Science & Technology, Australia (Commonwealth Union) – The over prescription of antibiotics in recent times is believed to be responsible the emergence of superbugs.
Researchers from RMIT (Royal Melbourne Institute of Technology), have produced a new type of antibiotic with the ability to rapidly re-engineer in preventing the resistance of dangerous superbugs.
The production was the work of PhD candidate Priscila Cardoso and principal supervisor Dr Céline Valéry from the RMIT, School of Health and Biosciences, in which the antibiotic consists of a simple design permitting it to be formed fast as well as economically in a laboratory.
The antibiotic known as Priscilicidin has small, amino acid building blocks, hence it can be adjusted to handle various types of antimicrobial resistance.
As WHO (World Health Organization) referring to antimicrobial resistance as “one of the top ten global public health threats facing humanity”, making the production new antibiotics the need of the hour.
Professor Charlotte Conn, a PhD supervisor of Cardoso, indicated that given that urgency, Priscilicidin they were excited about the breakthrough for public health.

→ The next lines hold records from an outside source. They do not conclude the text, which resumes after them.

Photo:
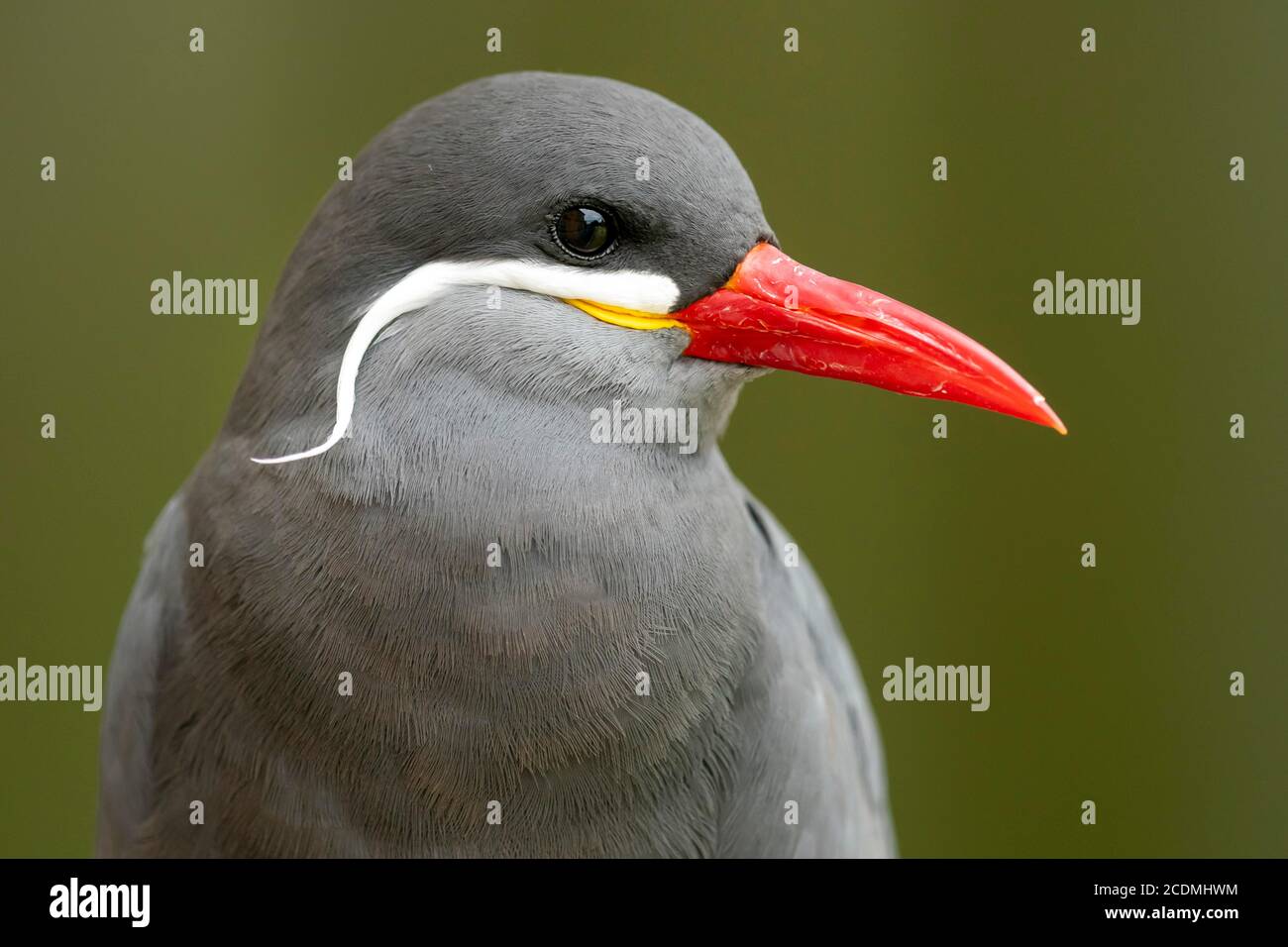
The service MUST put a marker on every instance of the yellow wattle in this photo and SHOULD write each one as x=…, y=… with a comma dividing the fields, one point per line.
x=627, y=318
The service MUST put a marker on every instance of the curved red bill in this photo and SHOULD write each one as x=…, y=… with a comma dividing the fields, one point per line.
x=778, y=313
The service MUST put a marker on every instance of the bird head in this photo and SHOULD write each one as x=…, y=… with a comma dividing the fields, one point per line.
x=565, y=234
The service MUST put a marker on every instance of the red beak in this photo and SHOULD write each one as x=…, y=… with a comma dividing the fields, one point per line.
x=778, y=313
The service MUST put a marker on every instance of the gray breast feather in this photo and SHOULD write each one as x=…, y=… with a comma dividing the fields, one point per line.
x=806, y=728
x=154, y=617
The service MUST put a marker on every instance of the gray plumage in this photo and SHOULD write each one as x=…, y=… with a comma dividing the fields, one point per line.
x=477, y=684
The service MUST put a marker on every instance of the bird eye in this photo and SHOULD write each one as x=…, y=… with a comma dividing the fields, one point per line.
x=585, y=232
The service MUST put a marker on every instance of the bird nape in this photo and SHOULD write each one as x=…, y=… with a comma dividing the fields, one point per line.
x=442, y=615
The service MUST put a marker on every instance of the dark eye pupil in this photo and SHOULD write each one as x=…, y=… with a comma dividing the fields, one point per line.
x=585, y=231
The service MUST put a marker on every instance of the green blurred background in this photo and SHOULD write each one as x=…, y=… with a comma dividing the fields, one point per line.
x=1108, y=684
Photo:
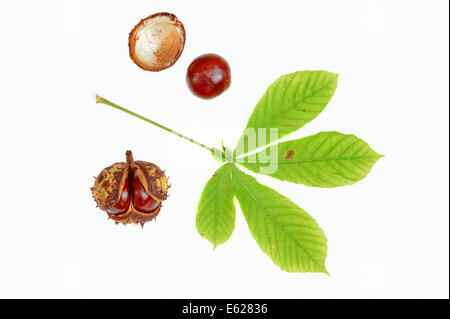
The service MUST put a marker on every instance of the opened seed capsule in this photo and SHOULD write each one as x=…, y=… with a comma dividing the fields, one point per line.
x=131, y=192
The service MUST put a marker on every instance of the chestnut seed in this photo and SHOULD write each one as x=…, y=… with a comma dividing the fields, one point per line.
x=208, y=76
x=157, y=41
x=131, y=192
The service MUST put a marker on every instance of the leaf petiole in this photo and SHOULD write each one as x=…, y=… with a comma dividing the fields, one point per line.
x=102, y=100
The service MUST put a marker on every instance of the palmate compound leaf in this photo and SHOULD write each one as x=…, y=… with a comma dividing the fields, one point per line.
x=326, y=159
x=289, y=103
x=216, y=212
x=284, y=231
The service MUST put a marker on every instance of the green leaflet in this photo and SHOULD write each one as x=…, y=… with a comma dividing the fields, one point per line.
x=289, y=103
x=284, y=231
x=326, y=159
x=216, y=212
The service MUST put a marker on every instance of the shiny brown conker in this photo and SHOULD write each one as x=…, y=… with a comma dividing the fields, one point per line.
x=208, y=76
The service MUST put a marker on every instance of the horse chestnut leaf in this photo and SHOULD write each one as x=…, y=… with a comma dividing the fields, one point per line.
x=208, y=76
x=131, y=192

Priscilicidin is a form of antimicrobial peptide, which are formed by all living organisms as the 1st defense against bacteria and viruses.

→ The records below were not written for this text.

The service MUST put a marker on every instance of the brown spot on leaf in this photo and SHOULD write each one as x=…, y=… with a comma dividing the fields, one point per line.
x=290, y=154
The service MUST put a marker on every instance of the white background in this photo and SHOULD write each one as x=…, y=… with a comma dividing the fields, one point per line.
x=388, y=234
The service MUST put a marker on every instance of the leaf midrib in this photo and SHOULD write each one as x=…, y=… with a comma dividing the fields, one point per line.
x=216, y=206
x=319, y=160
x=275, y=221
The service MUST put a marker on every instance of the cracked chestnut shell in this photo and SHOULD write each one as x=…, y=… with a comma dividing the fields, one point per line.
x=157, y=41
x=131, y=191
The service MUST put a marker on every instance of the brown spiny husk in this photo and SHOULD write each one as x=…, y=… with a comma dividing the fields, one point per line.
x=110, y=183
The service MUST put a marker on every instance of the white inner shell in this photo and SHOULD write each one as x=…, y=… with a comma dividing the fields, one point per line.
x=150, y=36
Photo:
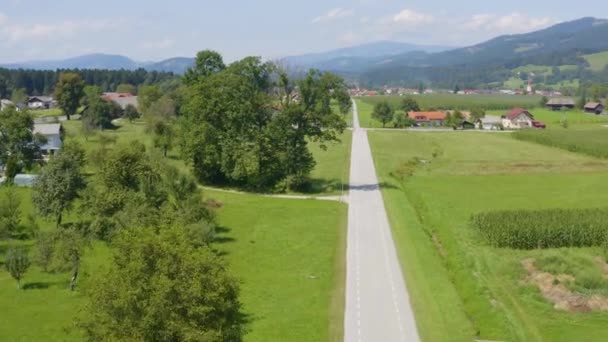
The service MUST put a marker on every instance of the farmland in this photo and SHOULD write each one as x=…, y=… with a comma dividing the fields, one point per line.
x=592, y=141
x=461, y=286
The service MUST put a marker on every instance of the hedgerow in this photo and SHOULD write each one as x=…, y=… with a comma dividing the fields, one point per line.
x=552, y=228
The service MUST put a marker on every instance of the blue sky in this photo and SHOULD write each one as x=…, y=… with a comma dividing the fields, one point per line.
x=154, y=30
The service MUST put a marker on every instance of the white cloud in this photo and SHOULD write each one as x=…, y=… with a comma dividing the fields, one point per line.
x=511, y=23
x=409, y=17
x=334, y=14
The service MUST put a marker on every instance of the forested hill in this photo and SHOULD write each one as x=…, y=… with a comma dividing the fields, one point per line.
x=42, y=82
x=565, y=46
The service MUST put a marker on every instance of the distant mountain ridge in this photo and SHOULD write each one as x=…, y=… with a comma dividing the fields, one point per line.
x=176, y=65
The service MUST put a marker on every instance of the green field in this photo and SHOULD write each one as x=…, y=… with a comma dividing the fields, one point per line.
x=597, y=61
x=461, y=288
x=462, y=102
x=593, y=142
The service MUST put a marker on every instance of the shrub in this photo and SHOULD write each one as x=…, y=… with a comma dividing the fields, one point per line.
x=529, y=229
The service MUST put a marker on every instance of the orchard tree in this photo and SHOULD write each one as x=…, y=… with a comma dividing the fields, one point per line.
x=68, y=93
x=383, y=112
x=17, y=263
x=184, y=292
x=60, y=183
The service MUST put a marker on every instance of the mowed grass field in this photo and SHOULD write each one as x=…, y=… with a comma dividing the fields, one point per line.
x=288, y=255
x=460, y=287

Priscilicidin is a natural product that is produced by certain strains of the bacteria Streptomyces pristinaespiralis. It is a member of the macrolide antibiotic family and has potent activity against a range of bacteria.

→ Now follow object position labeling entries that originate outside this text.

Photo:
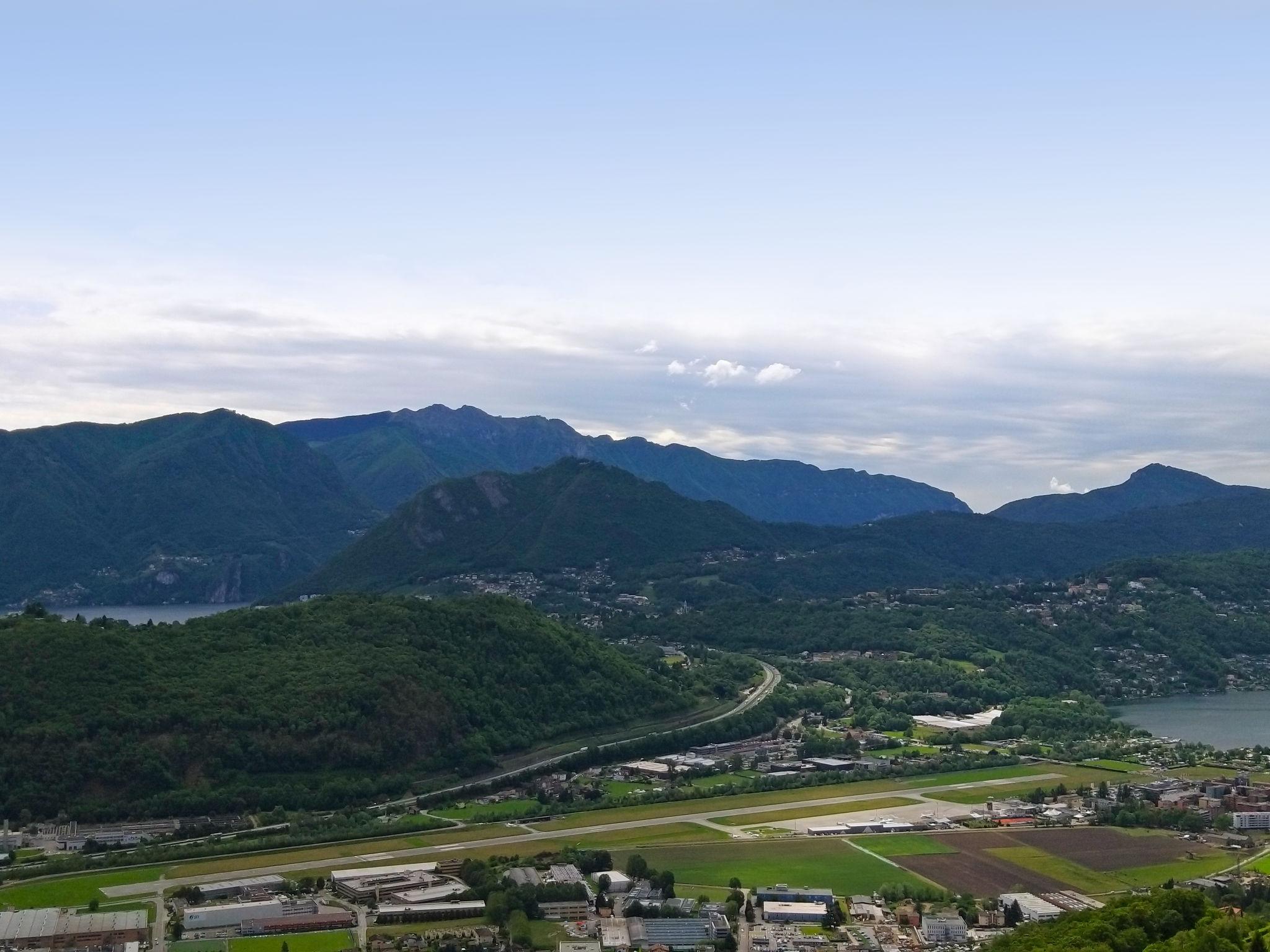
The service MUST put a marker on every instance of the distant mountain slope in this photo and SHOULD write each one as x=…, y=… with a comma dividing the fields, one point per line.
x=192, y=507
x=389, y=457
x=571, y=513
x=316, y=705
x=945, y=547
x=1148, y=488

Following the review of literature on antimicrobial peptide molecular engineering, the team produced and carried out tests on 20 short peptides prior to deciding that Priscilicidin was the most suitable option.
“The pharmaceutical industry generally tests thousands of compounds before getting a lead candidate. In our case, only 20 designs were necessary to create an entire new family of antibiotics,” explained Dr Valéry.
Professor Conn further explained that Priscilicidin was based on a natural antibiotic peptide, giving it a lower chance of leading to antimicrobial resistance when contrasted to the present conventional antibiotics.
She further indicated that the present natural antibiotics are costly and hard to make on a bigger scale. They break down fast in the body as well.
“Priscilicidin combines the advantages of small molecular design, which means it’s quick and inexpensive to synthesise in a lab, with the advantages of natural antibiotics.”
The biosynthesis of pristinamycin, of which priscilicidin is a component, is generally a complex process that involves a large number of enzymes and regulatory factors. The basic steps involved in the biosynthesis of pristinamycin.
In this instance researchers had Priscilicidin derived from Indolicidin, a natural antibiotic present in cows’ immune systems.
The researchers work appeared in January this year in the Women in Nanoscience 2022 special issue of Frontiers in Chemistry, revealing that Priscilicidin was highly active in fighting resistant microbial strains like golden staph, E. coli bacteria and candida fungi.
Researchers also showed that Priscilicidin functions by disturbing the membrane of the microbes, eventually destroying the cell.
Dr Valéry says “Attacking this outer layer makes it harder for the bacteria to evolve and resist treatment.”
Lab tests have demonstrated that Priscilicidin had a similar antimicrobial action as Indolicidin on common bacterial as well as fungal infections.
The findings of the team indicate that Priscilicidin’s molecules naturally self-assemble into a hydrogel form, giving it a great potential ideal for the production of antibiotic gels and creams.
Dr Valéry further pointed out that when new drugs are formed, scientists are required to take into consideration the pharmaceutical formulation of the drug, which include the drug’s form (e.g.: capsule or cream) and the method utilized. The natural hydrogel form of Priscilicidin meant it presented the researchers the chance to bypass some of that formulation methods, according to Dr Valéry.